Retour sur le mouvement contre la loi Pécresse
Les
étudiants ont eu raison… mais ils n’ont pas eu raison de la mal-nommée loi LRU,
« Libertés et Responsabilités des Universités ». La mobilisation de
cet automne a pourtant été massive, tout autant que celle du printemps 2006
contre la loi dite d’égalité des chances qui avait obtenu le retrait du CPE.
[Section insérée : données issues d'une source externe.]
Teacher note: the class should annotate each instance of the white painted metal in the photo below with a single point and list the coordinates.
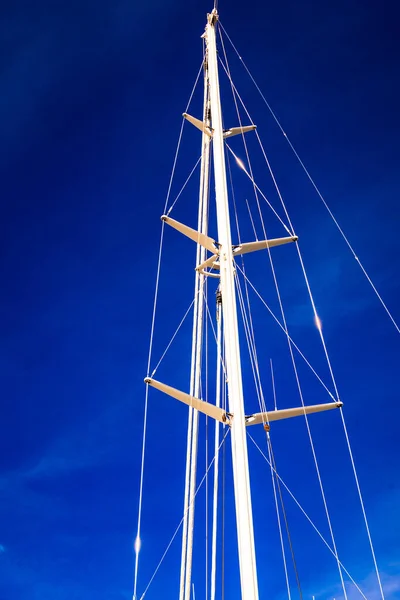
(244, 516)
(262, 245)
(197, 123)
(288, 413)
(216, 454)
(207, 408)
(202, 227)
(237, 130)
(196, 236)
Mais cette fois, le mouvement n’a pas été suffisamment fort pour l’emporter.
Plusieurs
facteurs peuvent contribuer à l’expliquer. La loi en question touche avant tout
le fonctionnement des universités en dotant les présidents de pouvoirs de
« managers » pour gérer les composantes, les moyens et les
personnels. Avant même que les étudiants ne puissent en ressentir les effets en
termes d’augmentations de frais d’inscription ou de limitations dans les choix
de filières, ce qui arrivera lentement mais sûrement au fil des ans, ce sont
les personnels Biatos et enseignant-chercheurs qui sont les premiers et
immédiatement visés. Mais les premiers concernés ne se sont pas vraiment
mobilisés, et le dire est un euphémisme. Plus politiques que leurs aînés, les
étudiants qui ont consacré plusieurs semaines à la lutte, qui ont participé
massivement aux AG et aux nombreux débats sur la loi ont bien mieux saisi
l’enjeu de cette lutte : la défense d’un service public d’enseignement supérieur
adossé à la recherche et ouvert à tous les jeunes ayant un Bac, ou la marche
forcée vers une fac libéralisée, marchandisée, élitiste et « ouverte sur
le monde »… de l’entreprise.
Le
mouvement a été évidemment moins populaire que celui de 2006. Des
revendications spécifiquement liées aux universités parlent moins que le rejet
du contrat première embauche et de la précarité, que tout le monde connaît ou
côtoie, même si l’enjeu de société qui leur est lié est loin d’être anodin. Le
mouvement contre le CPE a été vécu comme une lutte légitime bien au-delà des
jeunes ce qui s’est traduit par le succès impressionnant de quelques journées
d’action et des manifestations de soutien. Contre la loi LRU, le mouvement est
finalement resté isolé après avoir cohabité un temps avec celui des cheminots
contre la casse de régimes spéciaux de retraite. Dans l’un comme dans l’autre
cas d’ailleurs le gouvernement est parvenu à isoler et à tuer la contestation à
petit feu, avec l’aide flagrante de certaines directions syndicales. Et dans le
cas du mouvement étudiant, même l’intervention éhontée des flics n’a pas
provoqué grand émoi ni de réaction de solidarité, alors que quarante ans en
arrière l’intervention des CRS à la Sorbonne avait entraîné la grève générale…
La principale difficulté à laquelle a été confronté
le mouvement étudiant est certainement le contexte général. Le gouvernement a
choisi d’attaquer sur tous les fronts et le moral n’est pas au plus haut pour
lui résister. Confortée idéologiquement par une gauche libérale qui ne trouve
absolument rien à redire sur le fond de ses réformes, assise sur un pouvoir
médiatique unilatéralement acquis à la pensée dominante, la droite UMP tape
tant qu’elle peut avec le soutien ouvert du patronat et de ses grands
représentants. En face, le mouvement social tarde d’autant plus à riposter que
les instruments traditionnels de coordination des luttes que devraient être les
centrales syndicales sont plus empêtrés dans la collaboration que dans la
préparation d’une contre-offensive d’ensemble.
On verra peut-être d’autres luttes échouer comme
celle des étudiants contre la loi LRU. Ce n’est que partie remise. Le mécontentement
s’accumule, les acteurs des mouvements ne sont pas dupes ni acquis aux
vainqueurs. Chaque nouvelle défaite est une expérience qui vient enrichir la
préparation des mobilisations suivantes. Jusqu’au jour où, tous ensemble, on
réussira à leur mettre une grande claque qu’ils n’auront pas volée.